BANGALORE: Engineers at the Bangalore and Hyderabad development centres of U.S.-based wireless technologies leader Qualcomm have helped to create the world's first `universal' chip supporting all three leading standards that turn mobile phones into television receivers. While TV reception on hand phones is just becoming available, the competition between different technologies means phones do not work as miniature television sets wherever one goes.

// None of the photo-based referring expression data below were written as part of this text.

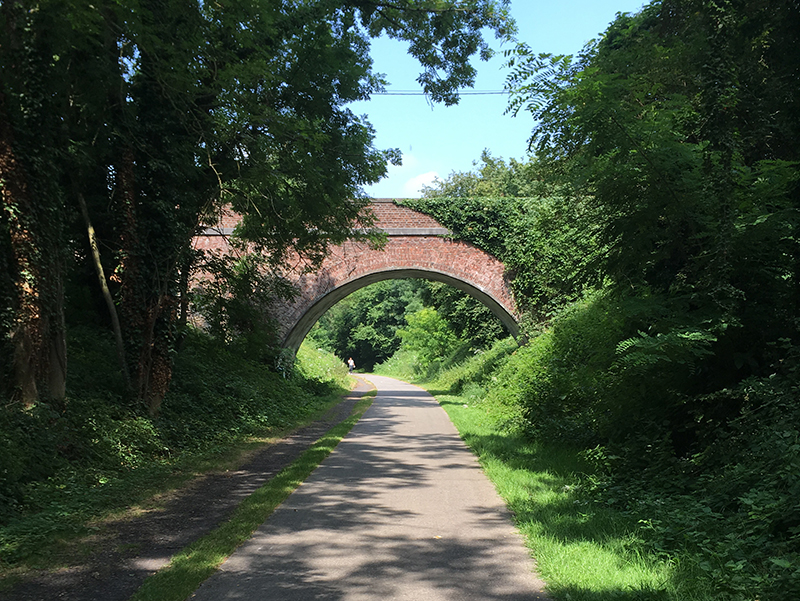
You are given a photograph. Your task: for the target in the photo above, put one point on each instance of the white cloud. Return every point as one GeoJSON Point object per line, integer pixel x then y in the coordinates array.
{"type": "Point", "coordinates": [413, 187]}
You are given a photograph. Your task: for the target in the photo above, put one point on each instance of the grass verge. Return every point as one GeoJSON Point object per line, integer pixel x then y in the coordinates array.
{"type": "Point", "coordinates": [584, 552]}
{"type": "Point", "coordinates": [191, 566]}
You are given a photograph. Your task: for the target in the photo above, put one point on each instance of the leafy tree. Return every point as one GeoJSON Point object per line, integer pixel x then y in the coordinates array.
{"type": "Point", "coordinates": [428, 335]}
{"type": "Point", "coordinates": [364, 325]}
{"type": "Point", "coordinates": [690, 177]}
{"type": "Point", "coordinates": [152, 116]}
{"type": "Point", "coordinates": [544, 233]}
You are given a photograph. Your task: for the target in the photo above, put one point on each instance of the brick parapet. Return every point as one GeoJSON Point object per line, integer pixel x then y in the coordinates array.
{"type": "Point", "coordinates": [411, 247]}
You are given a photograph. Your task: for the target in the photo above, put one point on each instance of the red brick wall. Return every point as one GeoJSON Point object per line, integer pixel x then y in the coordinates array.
{"type": "Point", "coordinates": [354, 260]}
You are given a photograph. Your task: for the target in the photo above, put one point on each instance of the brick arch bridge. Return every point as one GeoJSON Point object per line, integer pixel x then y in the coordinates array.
{"type": "Point", "coordinates": [417, 246]}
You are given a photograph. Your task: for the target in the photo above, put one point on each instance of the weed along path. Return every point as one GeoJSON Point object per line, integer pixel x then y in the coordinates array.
{"type": "Point", "coordinates": [399, 510]}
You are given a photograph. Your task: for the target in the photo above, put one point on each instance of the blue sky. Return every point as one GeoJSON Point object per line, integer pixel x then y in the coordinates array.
{"type": "Point", "coordinates": [437, 140]}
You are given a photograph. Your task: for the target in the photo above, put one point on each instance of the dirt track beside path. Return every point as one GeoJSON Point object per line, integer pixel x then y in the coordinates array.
{"type": "Point", "coordinates": [129, 551]}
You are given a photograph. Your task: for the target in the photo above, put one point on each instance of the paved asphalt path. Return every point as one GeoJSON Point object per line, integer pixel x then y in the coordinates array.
{"type": "Point", "coordinates": [400, 510]}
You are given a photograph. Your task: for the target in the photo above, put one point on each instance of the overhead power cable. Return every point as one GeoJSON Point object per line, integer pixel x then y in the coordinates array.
{"type": "Point", "coordinates": [421, 93]}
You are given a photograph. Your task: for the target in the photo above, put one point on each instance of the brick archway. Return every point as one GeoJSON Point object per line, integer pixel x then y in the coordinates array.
{"type": "Point", "coordinates": [417, 247]}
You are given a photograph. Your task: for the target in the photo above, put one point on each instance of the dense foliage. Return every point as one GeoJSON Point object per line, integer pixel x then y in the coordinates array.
{"type": "Point", "coordinates": [658, 239]}
{"type": "Point", "coordinates": [61, 468]}
{"type": "Point", "coordinates": [125, 126]}
{"type": "Point", "coordinates": [430, 319]}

The Qualcomm chip the Universal Broadcast Modem allows handset makers to use a single chip that will work in different geographies.
Key elements of the chip were crafted at the software lab in Hyderabad, while Bangalore-based engineers helped with the hardware aspects.
Slate of three chips
The two teams and a third `applications' team based in Mumbai have also played a significant role in Qualcomm's launch in late 2005, of a slate of three chips in their QSC or low Cost Single Chip range. These chips allow handset makers to produce different types of affordable phones for users of Code Division Multiple Access (CDMA) the main technology harnessed in India by Reliance and Tata. While one chip provides just voice and messaging capability, the second includes music download features and the third includes a camera and a modem.
In a special telephonic briefing for The Hindu, from London on Tuesday, Sanjay K. Jha, President, Qualcomm CDMA Technologies Group, and Executive Vice-President of the parent company, Qualcomm, described as `awesome' the contribution of its India-based engineers to Qualcomm's product roadmap.
While the company has delivered a chip to fuel a `multi-mode' phone that would work across the two types of network Global Services Mobile (GSM) and CDMA its engineers in India and other centres were already working towards a `World Data Phone', Dr. Jha said.
Qualcomm's Chief Executive, Paul Jacobs, is in India this week for discussions with the Union Communications Ministry as well as with leading Indian players like BSNL, Reliance and Tata Indicom.